Iran’s expeditionary Quds Force commander brought one main directive for Iraqi militia faction leaders long beholden to Tehran, when he gathered with them in Baghdad last month: Maintain calm, until after nuclear talks between Iran and the United States.
But he was met with defiance. One of the six faction leaders spoke up in their meeting: They could not stay quiet while the death of his predecessor Qassim Soleimani and senior Iraqi militia commander Abu Mahdi al-Muhandis in a U.S. drone strike went unavenged.
Militia attacks have only been increasing against the U.S. in military bases in both Iraq and Syria. Three missile attacks in the last week alone resulted in minor injuries, stoking fears of escalation.
Iran now relies on Lebanon’s Hezbollah for support in reining them in, and there is potential that Iran’s new president could play a role in doing the same.
The officials spoke on condition of anonymity to discuss the private meetings.
Iran’s influence, sustained by ideological ties and military support, has frayed because of the U.S. killing of Soleimani and al-Muhandis last year, because of differing interests and because of financial strains in Tehran.
With nuclear talks restarting following U.S. President Joe Biden’s inauguration this year, these differences have come to the fore.
“Iran isn’t the way it used to be, with 100 per cent control over the militia commanders,” said one Shiite political leader.
Increasing rocket and drone attacks targeting American troops in Iraq and Syria have alarmed Western and coalition officials. There have been at least eight drone attacks targeting the U.S. presence since Biden took office in January, as well as 17 rocket attacks, according to coalition officials.
The attacks are blamed on the Iranian-backed militias that make up the bulk of Iraq’s state-supported Popular Mobilization Forces.

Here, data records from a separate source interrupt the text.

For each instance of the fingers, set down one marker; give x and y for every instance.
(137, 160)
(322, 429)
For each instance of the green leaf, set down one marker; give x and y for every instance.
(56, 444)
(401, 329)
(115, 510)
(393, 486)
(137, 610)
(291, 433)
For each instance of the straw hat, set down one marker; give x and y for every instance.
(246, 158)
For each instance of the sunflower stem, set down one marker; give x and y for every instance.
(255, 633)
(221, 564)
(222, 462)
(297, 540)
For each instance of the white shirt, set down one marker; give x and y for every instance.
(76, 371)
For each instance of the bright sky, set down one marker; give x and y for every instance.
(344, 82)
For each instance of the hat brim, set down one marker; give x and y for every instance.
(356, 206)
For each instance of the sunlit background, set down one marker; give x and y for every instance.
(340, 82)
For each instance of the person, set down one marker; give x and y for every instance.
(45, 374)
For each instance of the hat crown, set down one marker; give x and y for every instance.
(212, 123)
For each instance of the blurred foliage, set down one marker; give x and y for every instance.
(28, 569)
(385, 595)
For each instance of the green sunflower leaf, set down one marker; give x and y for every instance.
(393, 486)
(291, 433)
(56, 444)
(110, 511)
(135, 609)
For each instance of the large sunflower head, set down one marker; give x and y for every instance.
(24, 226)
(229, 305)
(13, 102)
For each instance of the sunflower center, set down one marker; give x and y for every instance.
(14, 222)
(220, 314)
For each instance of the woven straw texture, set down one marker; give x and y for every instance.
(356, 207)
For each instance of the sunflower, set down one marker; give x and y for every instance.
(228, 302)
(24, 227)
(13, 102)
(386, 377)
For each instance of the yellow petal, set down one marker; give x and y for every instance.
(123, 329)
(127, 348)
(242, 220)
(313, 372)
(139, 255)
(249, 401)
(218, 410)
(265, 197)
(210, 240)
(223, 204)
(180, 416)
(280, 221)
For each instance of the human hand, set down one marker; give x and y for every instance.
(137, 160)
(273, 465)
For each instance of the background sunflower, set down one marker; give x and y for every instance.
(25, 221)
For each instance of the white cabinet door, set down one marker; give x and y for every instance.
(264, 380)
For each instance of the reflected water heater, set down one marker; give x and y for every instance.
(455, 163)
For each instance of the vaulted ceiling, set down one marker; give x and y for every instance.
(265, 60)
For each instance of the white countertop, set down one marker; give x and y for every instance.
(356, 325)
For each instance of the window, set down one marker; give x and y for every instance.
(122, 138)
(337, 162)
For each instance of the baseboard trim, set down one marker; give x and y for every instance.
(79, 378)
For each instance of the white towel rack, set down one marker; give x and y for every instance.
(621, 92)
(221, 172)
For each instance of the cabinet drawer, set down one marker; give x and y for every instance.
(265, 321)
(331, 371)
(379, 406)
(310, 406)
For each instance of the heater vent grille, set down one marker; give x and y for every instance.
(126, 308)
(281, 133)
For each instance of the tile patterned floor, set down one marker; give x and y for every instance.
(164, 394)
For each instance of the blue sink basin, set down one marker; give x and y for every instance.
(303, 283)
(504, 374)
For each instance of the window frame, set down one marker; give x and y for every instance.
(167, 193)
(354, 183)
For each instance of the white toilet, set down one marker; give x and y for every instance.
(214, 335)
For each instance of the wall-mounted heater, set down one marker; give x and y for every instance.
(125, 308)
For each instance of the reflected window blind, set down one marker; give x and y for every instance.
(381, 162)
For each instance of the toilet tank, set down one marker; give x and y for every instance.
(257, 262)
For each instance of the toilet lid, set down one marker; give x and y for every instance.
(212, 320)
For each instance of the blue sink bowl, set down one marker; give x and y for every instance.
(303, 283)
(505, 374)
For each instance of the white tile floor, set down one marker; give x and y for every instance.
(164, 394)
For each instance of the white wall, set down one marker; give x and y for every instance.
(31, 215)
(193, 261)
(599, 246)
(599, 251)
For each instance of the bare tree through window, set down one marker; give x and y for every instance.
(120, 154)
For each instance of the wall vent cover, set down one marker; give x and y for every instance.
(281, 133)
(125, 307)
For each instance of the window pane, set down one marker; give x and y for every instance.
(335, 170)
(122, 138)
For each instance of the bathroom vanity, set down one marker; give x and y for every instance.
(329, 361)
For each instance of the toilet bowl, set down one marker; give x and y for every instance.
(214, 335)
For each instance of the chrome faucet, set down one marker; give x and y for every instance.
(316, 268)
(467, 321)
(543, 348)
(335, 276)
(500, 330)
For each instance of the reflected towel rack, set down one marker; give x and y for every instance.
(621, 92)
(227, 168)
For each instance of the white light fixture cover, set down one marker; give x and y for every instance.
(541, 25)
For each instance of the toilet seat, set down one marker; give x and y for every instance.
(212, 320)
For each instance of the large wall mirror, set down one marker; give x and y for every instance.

The loudest of the defiant militia voices has been Qais al-Khazali, leader of the Asaib Ahl al-Haq faction, which also maintains a political party.
On 17 June, only days after Ghaani’s meetings with the militias, he said in a televised address that they would continue to target the U.S. “occupier” and that they will not take into consideration nuclear talks.
The coalition has formally ended combat operations and reduced troop levels significantly in the last year. Only 2,500 U.S. troops remain in Iraq.
Some argue the ongoing attacks benefit Iran by maintaining pressure on the U.S.
During talks with Shiite political officials during his visit, Ghani said Iran doesn’t interfere in their political work, but that military matters were different. “These must be approved by the Revolutionary Guard,” one political leader recounted him saying.
Still, Ghani did not reprimand the militia groups during the meeting. Instead, he told them he understood their concerns.
Iran has struggled to fill in the gap left in the absence of Soleimani and al-Muhandis, who were commanding figures able to push factions into line and resolve disputes among them.
“Ghaani has a different style and capabilities,” said Michael Knights, a fellow at The Washington Institute. He has a looser framework, establishing broad red lines on some matters, while “other things are ’don’t ask, don’t tell,” he said.
Along with asking for less, cash-strapped Iran has been giving less as well. Assistance to the groups has been significantly downgraded since U.S. sanctions began crippling Iran’s economy last year.
Divisions among factions have deepened, with growing competition among militias and Shiite politicians.
Ghaani came to meet the militia leaders to mend tensions that were sparked weeks earlier when Iraqi authorities arrested a paramilitary commander, Qassim Musleh, prompting a standoff between PMF fighters and security forces. Ghaani brought a letter from Iran’s supreme leader, Ali Khamenei, criticizing the PMF for its reaction, saying it weakened their position.